総研ノート:コラム

日食は「雨天決行」です

 学生同士が、日食の話題で盛り上がっていた。当然、空模様の話になり、ある学生が・・・
「えっ? 曇とかでも日食って行われるわけ~?」

 確かに「天体ショー」とマスコミは言っているけれど、けっして興行ではない。お客様へのサービスとして、「いつもより長く隠れてます~」というわけにはいかない。人為的な見世物ではなく、自然現象であり、一回限りの出来事で再生はできない。このことが実感となっていないのだろう。

 そう言われれば、あるいは言われなくとも、こちらから操作できるようなものではないことは学生もわかっているのだけれど、つい「雨天順延」がありうるのではないかと錯覚してしまうほど、現代という時代は「つくられた」世界、見る側の満足度を第一にした商業主義的リピート機能を満載した世界なのだろう。ここでは「一回性」という現実がむしろ虚構に見えてしまう。

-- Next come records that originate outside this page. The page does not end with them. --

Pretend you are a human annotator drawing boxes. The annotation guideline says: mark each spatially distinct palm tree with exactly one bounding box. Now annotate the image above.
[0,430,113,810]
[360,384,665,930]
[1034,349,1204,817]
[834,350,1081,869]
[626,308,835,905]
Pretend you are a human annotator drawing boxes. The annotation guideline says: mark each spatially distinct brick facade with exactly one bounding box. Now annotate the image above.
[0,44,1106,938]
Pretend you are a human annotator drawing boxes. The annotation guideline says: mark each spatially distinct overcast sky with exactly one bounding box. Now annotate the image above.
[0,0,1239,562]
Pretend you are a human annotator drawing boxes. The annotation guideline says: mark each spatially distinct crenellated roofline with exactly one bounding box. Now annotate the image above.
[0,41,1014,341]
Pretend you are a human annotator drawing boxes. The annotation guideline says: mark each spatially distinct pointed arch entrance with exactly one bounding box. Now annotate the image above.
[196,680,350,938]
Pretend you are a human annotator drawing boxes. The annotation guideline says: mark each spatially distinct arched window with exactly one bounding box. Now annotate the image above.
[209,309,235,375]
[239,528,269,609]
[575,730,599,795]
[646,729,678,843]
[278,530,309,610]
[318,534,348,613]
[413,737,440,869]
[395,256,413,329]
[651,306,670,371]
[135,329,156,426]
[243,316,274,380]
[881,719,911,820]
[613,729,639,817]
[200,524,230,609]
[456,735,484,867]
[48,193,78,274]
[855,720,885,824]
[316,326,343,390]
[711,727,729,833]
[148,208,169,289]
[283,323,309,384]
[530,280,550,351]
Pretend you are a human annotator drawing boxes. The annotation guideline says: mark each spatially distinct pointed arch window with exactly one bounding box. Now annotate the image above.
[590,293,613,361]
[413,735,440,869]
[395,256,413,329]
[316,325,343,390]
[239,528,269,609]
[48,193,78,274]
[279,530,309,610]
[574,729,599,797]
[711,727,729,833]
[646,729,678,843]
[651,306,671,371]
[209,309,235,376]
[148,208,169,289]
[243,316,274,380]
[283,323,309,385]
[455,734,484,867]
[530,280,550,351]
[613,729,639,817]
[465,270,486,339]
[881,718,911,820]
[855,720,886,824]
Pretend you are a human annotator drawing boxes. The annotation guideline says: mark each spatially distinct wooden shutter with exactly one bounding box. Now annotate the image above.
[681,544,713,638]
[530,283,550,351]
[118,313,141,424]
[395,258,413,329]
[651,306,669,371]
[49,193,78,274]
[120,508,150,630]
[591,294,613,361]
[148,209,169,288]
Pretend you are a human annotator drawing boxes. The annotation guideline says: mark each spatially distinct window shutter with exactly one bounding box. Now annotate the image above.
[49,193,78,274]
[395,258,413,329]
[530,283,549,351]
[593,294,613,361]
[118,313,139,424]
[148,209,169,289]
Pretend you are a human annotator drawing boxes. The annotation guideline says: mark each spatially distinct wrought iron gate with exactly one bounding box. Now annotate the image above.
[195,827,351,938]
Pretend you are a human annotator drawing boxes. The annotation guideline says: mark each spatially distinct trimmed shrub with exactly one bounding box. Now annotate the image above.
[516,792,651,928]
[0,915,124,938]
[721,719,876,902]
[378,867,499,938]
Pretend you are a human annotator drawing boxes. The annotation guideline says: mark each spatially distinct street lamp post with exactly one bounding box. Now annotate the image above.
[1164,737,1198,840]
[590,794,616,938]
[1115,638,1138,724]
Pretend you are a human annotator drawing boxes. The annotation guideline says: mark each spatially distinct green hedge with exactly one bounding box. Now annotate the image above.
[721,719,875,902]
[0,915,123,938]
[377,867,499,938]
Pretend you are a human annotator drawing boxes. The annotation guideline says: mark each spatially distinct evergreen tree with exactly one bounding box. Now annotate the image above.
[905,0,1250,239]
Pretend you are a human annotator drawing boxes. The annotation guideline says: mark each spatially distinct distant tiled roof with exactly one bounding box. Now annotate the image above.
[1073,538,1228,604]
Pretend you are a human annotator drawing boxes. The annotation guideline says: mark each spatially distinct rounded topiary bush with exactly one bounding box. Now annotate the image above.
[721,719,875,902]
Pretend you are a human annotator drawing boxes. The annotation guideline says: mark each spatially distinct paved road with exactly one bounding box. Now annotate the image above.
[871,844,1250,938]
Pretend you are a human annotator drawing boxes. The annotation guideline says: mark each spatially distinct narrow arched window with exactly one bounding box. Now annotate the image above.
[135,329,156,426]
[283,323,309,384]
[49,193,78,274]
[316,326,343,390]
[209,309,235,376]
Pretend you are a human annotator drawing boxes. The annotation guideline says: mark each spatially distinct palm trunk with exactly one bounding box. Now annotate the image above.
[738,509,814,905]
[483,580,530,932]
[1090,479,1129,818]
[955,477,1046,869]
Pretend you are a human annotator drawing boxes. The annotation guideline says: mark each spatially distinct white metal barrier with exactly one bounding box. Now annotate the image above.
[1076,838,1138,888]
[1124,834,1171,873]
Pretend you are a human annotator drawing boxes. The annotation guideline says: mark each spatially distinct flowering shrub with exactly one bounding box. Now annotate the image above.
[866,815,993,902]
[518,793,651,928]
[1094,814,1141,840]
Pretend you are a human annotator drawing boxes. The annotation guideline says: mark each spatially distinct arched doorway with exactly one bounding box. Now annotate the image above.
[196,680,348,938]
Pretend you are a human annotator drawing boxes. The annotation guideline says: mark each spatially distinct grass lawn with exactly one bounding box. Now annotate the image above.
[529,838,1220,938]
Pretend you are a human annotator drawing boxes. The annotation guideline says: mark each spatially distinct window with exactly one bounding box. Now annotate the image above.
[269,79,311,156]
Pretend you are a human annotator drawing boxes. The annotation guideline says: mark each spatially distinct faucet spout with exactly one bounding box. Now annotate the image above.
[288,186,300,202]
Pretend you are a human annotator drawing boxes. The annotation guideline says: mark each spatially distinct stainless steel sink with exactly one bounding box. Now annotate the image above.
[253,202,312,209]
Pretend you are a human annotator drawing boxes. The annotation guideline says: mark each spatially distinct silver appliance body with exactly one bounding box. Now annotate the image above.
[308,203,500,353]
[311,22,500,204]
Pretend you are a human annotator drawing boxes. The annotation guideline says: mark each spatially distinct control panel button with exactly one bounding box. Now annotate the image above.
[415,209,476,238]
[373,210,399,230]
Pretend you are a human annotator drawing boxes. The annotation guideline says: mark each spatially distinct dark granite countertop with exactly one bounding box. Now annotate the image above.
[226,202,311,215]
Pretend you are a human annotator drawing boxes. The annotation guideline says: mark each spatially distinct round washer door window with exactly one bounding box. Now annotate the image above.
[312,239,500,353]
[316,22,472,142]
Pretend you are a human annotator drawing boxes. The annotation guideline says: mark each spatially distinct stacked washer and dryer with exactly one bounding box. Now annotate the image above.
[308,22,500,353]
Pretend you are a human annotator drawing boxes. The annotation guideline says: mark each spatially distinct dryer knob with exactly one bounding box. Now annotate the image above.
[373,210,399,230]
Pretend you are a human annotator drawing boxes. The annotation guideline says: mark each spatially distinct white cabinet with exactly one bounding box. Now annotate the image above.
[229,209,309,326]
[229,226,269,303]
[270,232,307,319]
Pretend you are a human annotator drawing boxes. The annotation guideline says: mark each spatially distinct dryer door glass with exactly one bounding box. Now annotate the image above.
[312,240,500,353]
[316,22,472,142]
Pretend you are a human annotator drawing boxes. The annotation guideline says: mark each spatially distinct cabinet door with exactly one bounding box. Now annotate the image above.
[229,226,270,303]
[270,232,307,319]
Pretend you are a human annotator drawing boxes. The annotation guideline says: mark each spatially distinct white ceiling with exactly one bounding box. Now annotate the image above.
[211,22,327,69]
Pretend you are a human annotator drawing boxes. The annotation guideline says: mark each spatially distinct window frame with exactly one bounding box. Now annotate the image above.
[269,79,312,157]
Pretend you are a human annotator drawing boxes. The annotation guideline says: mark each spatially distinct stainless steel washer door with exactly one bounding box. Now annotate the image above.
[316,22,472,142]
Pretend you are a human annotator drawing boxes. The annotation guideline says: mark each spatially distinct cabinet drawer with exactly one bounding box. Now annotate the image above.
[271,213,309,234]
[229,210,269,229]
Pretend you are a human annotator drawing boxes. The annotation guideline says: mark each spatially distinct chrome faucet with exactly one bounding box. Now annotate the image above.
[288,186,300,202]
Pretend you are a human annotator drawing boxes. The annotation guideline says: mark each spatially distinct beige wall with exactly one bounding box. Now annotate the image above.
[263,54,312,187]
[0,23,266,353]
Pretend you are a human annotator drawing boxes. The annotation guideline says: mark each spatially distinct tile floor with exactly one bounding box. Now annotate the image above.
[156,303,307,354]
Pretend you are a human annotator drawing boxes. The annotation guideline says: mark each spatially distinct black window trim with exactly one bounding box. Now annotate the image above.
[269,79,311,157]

 単純再生だけではなく、スーパースローの映像や角度を変えた映像など工夫はいろいろで、実に多角的に現象をとらえることができる。しかし、現実は、一定の角度からしか見ることはできない。つまり、自分の「立場(立ち位置)」が大切となる。「どこに立つか」で見え方は大きく変化する。これはもはや太陽だけの話ではない。生活のあり方を自分がどうとらえ、人や社会に対してどのようにかかわっていくのかという問題である。さまざまな技術、多様な見方を知らせてくれるせっかくの技術が、このような「真剣さ」を奪うことになってしまってはならない。